Leftwing talk show host Bill Maher invited UNC anti-rape activists Andrea Pino and Annie Clark to his program last Friday. The two were central in getting UNC to reconsider its Title IX complaint response policies, though UNC didn’t resist very hard. They also started a group called End Rape on Campus, and are featured heavily in a controversial new documentary called The Hunting Ground.

Predictably, Clark began by misleading with the thoroughly, completely, tediously debunked statistic that one in five college students are raped on campus. She correctly cited the Department of Justice as the source of that hopelessly flawed statistic, but conveniently omitted much newer data from the same department showing the ratio to be much lower.

She admitted the numbers have been questioned, but that doesn’t really matter, because:

Even, say that statistic’s wrong, and it was one in 20 or one in a hundred. Imagine if one in a hundred students were shot or one in a hundred students had their Apple laptop stolen on campus, what would we be saying about that?

Clark may have had a point here, had she not continued to exaggerate the problem. The DoJ found that the rate, from 1995 to 2013, was actually 6.1 per 1,000, or 0.61 in 100 (or 0.03 in five).

That’s nitpicking, you might say; six people out of every 1,000 students is way too many.
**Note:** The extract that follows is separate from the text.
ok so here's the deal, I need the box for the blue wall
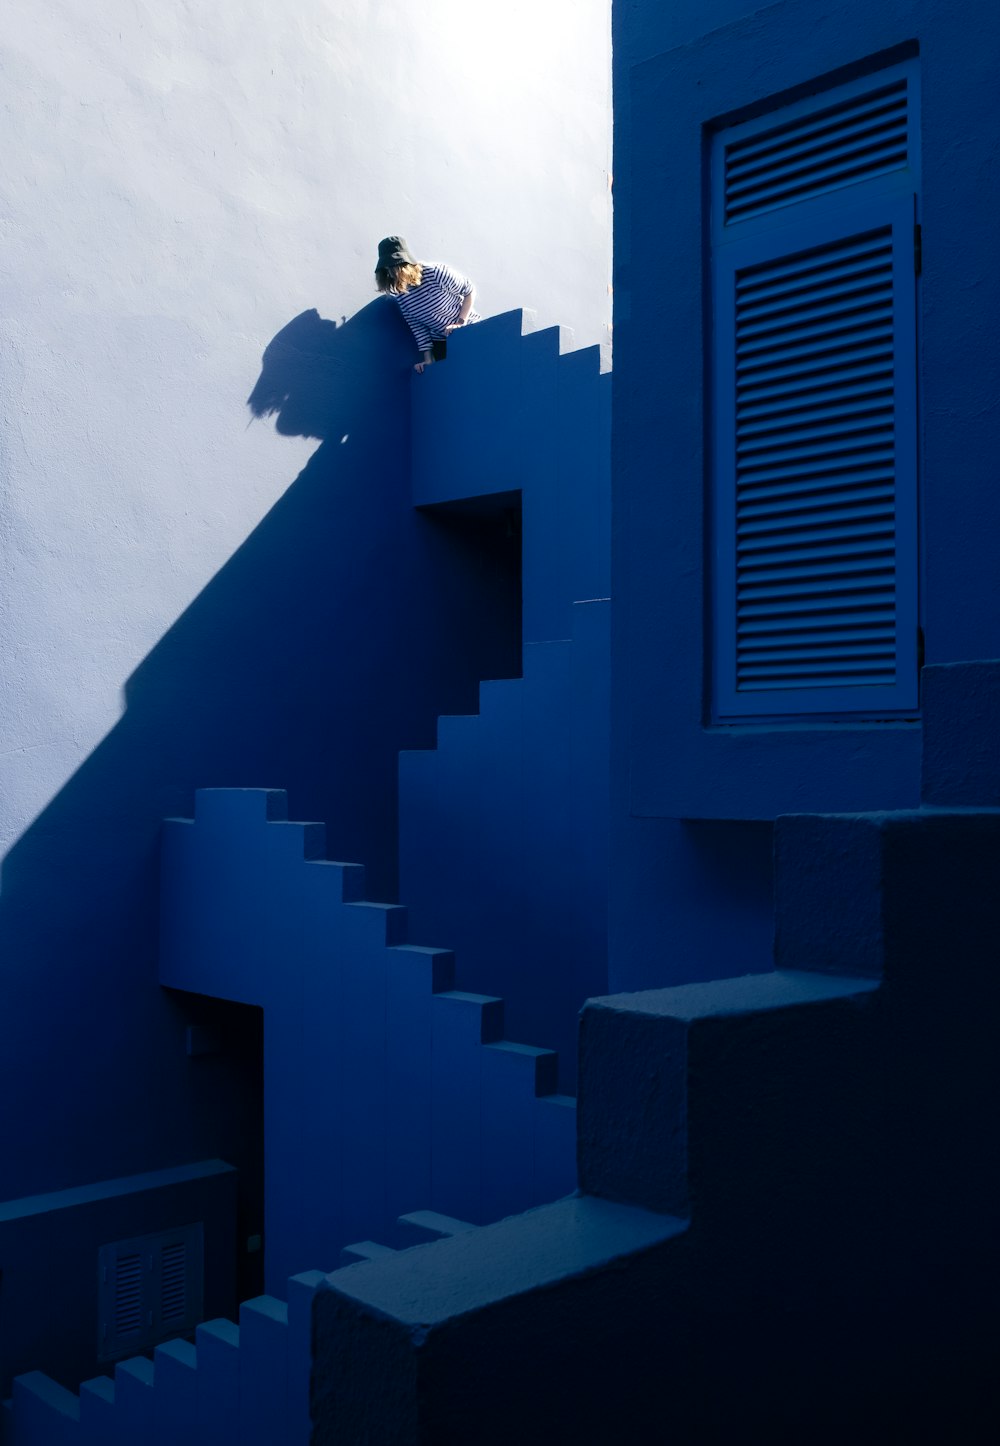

But while it is true that even one rape is too many, we have to remember that these activists are particularly concerned with campus rape. The DoJ study found that 7.6 out of every 1,000 nonstudents were raped during the same period. So is there a good reason for policymakers to focus on campus rape? According to the numbers, only if you are more concerned with emotional or politically motivated alarmism than actually solving the problem.

Clark and Pino’s other major concern was that universities are likely to hide rape incidents because it looks bad to prospective students. That’s certainly possible, but the point is diminished when muckrakers, the uncritical media, and the president refuse to put to rest the bogus stat.